Defaults to None, meaning that all columns of categorizable objects are encoded.     Returns:    out : DataFrame  The one hot encoding of the input features.    
   Python Code
from typing import Optional
import pandas as pd
from flojoy import DataFrame, flojoy
@flojoy
def ONE_HOT_ENCODING(
    data: DataFrame,
    feature_col: Optional[DataFrame] = None,
) -> DataFrame:
    """Create a one-hot encoding from a dataframe containing categorical features.
    Parameters
    ----------
    data : DataFrame
        The input dataframe containing the categorical features.
    feature_col: DataFrame, optional
        A dataframe whose columns are used to create the one hot encoding.
        For example, if 'data' has columns ['a', 'b', 'c'] and 'feature_col' has columns ['a', 'b'],
        then the one hot encoding will be created only for columns ['a', 'b'] against 'data'.
        Defaults to None, meaning that all columns of categorizable objects are encoded.
    Returns
    -------
    DataFrame
        The one hot encoding of the input features.
    """
    df = data.m
    if feature_col:
        encoded = pd.get_dummies(df, columns=feature_col.m.columns.to_list())
    else:
        cat_df = df.select_dtypes(include=["object", "category"]).columns.to_list()
        encoded = pd.get_dummies(df, columns=cat_df)

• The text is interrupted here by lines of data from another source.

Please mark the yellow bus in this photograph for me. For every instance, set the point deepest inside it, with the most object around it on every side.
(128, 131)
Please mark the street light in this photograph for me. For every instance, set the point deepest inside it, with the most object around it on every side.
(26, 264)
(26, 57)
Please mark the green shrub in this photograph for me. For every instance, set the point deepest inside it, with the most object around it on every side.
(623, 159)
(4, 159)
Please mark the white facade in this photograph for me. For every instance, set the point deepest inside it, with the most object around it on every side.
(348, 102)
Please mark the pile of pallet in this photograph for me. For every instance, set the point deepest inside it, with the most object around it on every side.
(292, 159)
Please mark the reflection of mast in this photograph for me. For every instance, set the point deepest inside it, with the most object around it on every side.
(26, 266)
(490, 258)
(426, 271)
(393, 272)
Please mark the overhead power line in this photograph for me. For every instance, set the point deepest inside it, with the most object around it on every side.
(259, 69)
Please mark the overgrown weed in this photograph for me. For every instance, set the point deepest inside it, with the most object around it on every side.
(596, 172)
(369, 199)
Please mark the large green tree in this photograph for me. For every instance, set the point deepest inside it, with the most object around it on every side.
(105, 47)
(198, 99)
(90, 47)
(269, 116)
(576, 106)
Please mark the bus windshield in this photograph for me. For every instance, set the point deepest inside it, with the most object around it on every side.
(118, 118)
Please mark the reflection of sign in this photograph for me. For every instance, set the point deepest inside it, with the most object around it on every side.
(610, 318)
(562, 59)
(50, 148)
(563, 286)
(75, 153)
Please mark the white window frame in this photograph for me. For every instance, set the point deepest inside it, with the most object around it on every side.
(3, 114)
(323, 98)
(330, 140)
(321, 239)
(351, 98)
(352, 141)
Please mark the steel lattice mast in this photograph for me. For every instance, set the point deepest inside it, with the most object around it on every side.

    return DataFrame(df=encoded)
Example
Having problems with this example app? Join our Discord community and we will help you out!
In this example, ONE_HOT_ENCODING is passed the tips dataset from the PLOTLY_DATASET node.
ONE_HOT_ENCODING is passed smoker,day for the columns parameter, so the output consists of a dataframe with one hot encodings for only the smoker and day columns from the input dataset.